- Nigerians continue to wait for steady power supply since the beginning of the fourth republic
- Successive governments have failed to fulfill their promise of delivering uninterrupted power supply
- Nigeria generates its power via four main sources – hydro, gas, coal and natural gas
A report by The International Center for Investigative Reporting indicates that the Nigerian government, between 1999 and 2010, spent over N4.7 trillion on power, but the country remained in darkness.
Eight years later, The Jonathan and Buhari administrations invested another N1.164 trillion into the sector as capital budget, but homes and factories in Nigeria are yet to be provided with constant electricity supply.
The figure, according to the report, was obtained from the Office of the Accountant General of the Federation.
Nigeria generates its power via four main sources – hydro, gas, coal and natural gas.
But for almost 20 years, huge unverified amount of money has been expended on the sector with virtually nothing to show for it.
So far, returns on investments in the power sector have largely been discouraging, but the federal government continues to pump in more resources in terms of budgetary allocations, loans among other interventions.
A recent report shows that N6.52 trillion has been spent on Nigeria’s power sector in 16 years with no significant improvement.
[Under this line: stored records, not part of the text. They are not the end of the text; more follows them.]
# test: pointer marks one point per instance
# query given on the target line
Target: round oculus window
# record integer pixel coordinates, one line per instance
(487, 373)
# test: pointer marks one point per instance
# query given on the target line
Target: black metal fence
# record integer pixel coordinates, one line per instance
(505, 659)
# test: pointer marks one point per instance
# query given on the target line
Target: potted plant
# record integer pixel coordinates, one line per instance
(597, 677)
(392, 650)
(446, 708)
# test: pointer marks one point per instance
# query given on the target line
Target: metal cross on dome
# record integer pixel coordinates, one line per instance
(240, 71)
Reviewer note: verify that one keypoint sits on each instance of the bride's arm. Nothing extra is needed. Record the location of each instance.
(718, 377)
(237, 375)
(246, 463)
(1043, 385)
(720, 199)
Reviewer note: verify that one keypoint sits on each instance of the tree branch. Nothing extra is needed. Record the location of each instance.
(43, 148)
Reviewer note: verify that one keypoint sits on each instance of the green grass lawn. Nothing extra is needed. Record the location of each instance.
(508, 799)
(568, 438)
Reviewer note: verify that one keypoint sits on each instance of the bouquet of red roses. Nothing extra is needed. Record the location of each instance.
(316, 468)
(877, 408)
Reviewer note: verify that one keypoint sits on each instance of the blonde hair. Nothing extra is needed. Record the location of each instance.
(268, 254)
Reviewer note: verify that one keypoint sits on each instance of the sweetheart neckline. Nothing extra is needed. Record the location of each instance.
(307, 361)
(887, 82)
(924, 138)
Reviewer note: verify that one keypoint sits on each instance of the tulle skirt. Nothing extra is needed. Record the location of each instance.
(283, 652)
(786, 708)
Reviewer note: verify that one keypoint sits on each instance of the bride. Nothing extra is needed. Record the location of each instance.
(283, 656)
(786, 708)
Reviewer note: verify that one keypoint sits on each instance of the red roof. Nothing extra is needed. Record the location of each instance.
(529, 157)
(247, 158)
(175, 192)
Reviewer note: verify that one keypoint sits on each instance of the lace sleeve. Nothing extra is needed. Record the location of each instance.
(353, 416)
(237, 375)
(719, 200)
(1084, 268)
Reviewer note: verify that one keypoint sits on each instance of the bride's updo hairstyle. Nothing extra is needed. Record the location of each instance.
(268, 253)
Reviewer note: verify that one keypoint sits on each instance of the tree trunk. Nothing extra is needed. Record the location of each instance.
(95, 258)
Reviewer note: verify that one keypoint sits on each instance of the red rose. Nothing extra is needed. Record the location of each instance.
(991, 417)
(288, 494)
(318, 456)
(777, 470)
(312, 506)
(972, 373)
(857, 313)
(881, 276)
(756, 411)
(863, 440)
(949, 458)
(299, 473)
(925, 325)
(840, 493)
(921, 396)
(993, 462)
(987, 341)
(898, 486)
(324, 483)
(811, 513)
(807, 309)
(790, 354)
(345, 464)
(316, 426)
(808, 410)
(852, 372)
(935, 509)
Ex-President Olusegun Obasanjo administration, the report says, allegedly spent N3.52 trillion ($16 billion) during his tenure
Also, late President Umar Yar’adua was said to have spent N1.183 trillion, while the former President Goodluck Jonathan during his administration reportedly expended N1.817 trillion and President Muhammadu Buhari reportedly spent N1.5 trillion in two years, as at September.
Despite all the spendings, as of today, 90 million Nigerians still lack access to power, a situation that has crippled small businesses in the country.
In finding solutions, some experts have urged the government to embrace renewable energy.
Some also called for the rehabilitation of obsolete power equipment to address the problems, stressing that investing in key infrastructures such as gas pipelines, equipment used in the distribution, generation and transmission of electricity, and other facilities will go a long way in addressing the issues.
Meanwhile, the national chairman of the Nigerian Institution of Metallurgical, Mining and Materials Engineers (NIMMME), Engr. Dr. Ayodeji Adeyemo has stated that Nigeria can generate almost $300billion from iron ore and lead.
Adeyemo said with the available reserves of iron ore and lead, Nigeria can generate $280billion and $12billion respectively to shore up its revenues.